Search this blog

14 July, 2013

DX11: GPU "printf"

So, first a little "announcement": I'm crafting a small DX11 rendering framework in my spare time. I want to have it opensourced, and it's based on MJP's excellent SampleFramework11.
The goals are to provide an environment roughly as fast to iterate upon as FXComposer was (I consider it dead now...) but for programmers, without being a "shader editor".
If you're interested in collaborating, send me an email at c0de517e (it's a gmail account) with a brief introduction, there is an interesting list of things to do.

That said, this is a little bit of functionality Maurizio Cerrato and I have been working on in a couple of days, a "printf" like function for pixel (and compute) shaders. It all started when chatting Daniel Sewell (a brilliant guy, was my rendering lead on Fight Night) he made me notice that he found, working on CS that a neat way to debug them was to display all kinds of interesting debug visualizations by having geometry shaders "decode" buffers and emit lines.

if(IsDebuggedPixel(input.PositionSS.xy)) DebugDrawFloat(float2(ssao, bloom.x), clipPos);
The astute readers will at this point have already all figured it out.
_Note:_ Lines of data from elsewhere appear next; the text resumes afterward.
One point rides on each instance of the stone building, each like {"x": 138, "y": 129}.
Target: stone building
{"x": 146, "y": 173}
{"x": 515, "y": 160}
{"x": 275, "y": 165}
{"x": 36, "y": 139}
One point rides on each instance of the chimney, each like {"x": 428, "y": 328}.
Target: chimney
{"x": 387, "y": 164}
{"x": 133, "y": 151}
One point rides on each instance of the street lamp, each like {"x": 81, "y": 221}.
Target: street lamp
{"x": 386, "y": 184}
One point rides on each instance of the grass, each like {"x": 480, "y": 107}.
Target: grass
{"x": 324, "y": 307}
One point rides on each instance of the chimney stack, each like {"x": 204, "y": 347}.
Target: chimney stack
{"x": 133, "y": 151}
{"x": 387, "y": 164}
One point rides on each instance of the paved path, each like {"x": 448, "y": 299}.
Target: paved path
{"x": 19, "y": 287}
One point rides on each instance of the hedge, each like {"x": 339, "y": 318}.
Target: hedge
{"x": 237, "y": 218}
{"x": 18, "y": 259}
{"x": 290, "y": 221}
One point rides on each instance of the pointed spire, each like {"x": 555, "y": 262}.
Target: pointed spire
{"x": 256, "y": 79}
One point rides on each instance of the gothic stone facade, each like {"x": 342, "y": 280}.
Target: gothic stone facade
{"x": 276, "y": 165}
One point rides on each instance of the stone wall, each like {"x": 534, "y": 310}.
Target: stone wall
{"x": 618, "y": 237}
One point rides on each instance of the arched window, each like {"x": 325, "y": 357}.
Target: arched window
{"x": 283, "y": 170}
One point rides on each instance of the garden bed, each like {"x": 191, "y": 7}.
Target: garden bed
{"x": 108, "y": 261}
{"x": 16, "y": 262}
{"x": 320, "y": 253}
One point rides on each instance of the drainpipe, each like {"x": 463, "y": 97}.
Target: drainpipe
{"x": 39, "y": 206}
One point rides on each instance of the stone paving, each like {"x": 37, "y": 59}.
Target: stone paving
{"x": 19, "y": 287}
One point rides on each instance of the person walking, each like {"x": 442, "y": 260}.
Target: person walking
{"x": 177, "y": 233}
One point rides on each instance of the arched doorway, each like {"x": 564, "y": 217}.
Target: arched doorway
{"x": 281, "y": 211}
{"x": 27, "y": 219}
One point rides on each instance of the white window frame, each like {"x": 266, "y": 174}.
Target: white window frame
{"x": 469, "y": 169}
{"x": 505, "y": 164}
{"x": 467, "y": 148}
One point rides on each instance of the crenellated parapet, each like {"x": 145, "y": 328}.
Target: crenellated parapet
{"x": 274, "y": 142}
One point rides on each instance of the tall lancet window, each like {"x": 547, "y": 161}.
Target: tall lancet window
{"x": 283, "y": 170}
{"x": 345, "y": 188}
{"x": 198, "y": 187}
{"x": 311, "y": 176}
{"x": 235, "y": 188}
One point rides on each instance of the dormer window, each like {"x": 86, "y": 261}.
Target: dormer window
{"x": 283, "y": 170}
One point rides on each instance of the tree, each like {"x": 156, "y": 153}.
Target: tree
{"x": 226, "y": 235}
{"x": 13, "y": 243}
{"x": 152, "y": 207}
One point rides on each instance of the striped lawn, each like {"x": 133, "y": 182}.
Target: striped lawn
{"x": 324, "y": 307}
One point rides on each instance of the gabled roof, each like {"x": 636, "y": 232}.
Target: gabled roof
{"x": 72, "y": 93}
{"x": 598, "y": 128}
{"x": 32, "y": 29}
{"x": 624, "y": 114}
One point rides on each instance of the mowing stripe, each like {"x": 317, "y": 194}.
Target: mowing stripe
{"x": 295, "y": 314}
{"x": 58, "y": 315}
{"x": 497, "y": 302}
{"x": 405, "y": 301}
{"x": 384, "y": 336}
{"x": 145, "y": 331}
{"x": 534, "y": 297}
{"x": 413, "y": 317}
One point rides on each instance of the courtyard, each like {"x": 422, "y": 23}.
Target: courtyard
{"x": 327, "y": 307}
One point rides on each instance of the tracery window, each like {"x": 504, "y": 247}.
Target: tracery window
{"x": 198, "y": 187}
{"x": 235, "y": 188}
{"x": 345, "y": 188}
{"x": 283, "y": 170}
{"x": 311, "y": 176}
PS and CS support append buffers, so a "printf" has only to append some data to a buffer that later you can convert to lines in a geometry shader.

You could emit such data per each PS invocation and later sift through it and display what you needed in a meaningful way, but that will be quite slow (and at that point you might want to consider just packing everything into some MRT outputs). The idea behind appendbuffers is to do the work only for a handful of invocations (e.g. screen positions, if current sv_position equals the pixel to "debug" then GPU printf...).

In order to keep everything snappy we also minimize the structure size we use in the append buffer, you can't really printf strings, the debugger so far support only one to three floats w/color and position or lines. Lines is were we started really, our struct containts two end-points a color (index) and a flag which distinguishes lines from float printf. Floats just reinterpret one of the endpoints as the data to print.

This append buffer structure gets then fed to a VS/GS that is invocated twice the times the append buffer count (via draw indirect, you need to multiply by two the count in a small CS, remember, you can't emit the start/end vertices as two separate append calls because the order of these is not deterministic, the vertices will end all mixed in the buffer!), and the GS emits extra lines if we're priting floats to display a small line-based font.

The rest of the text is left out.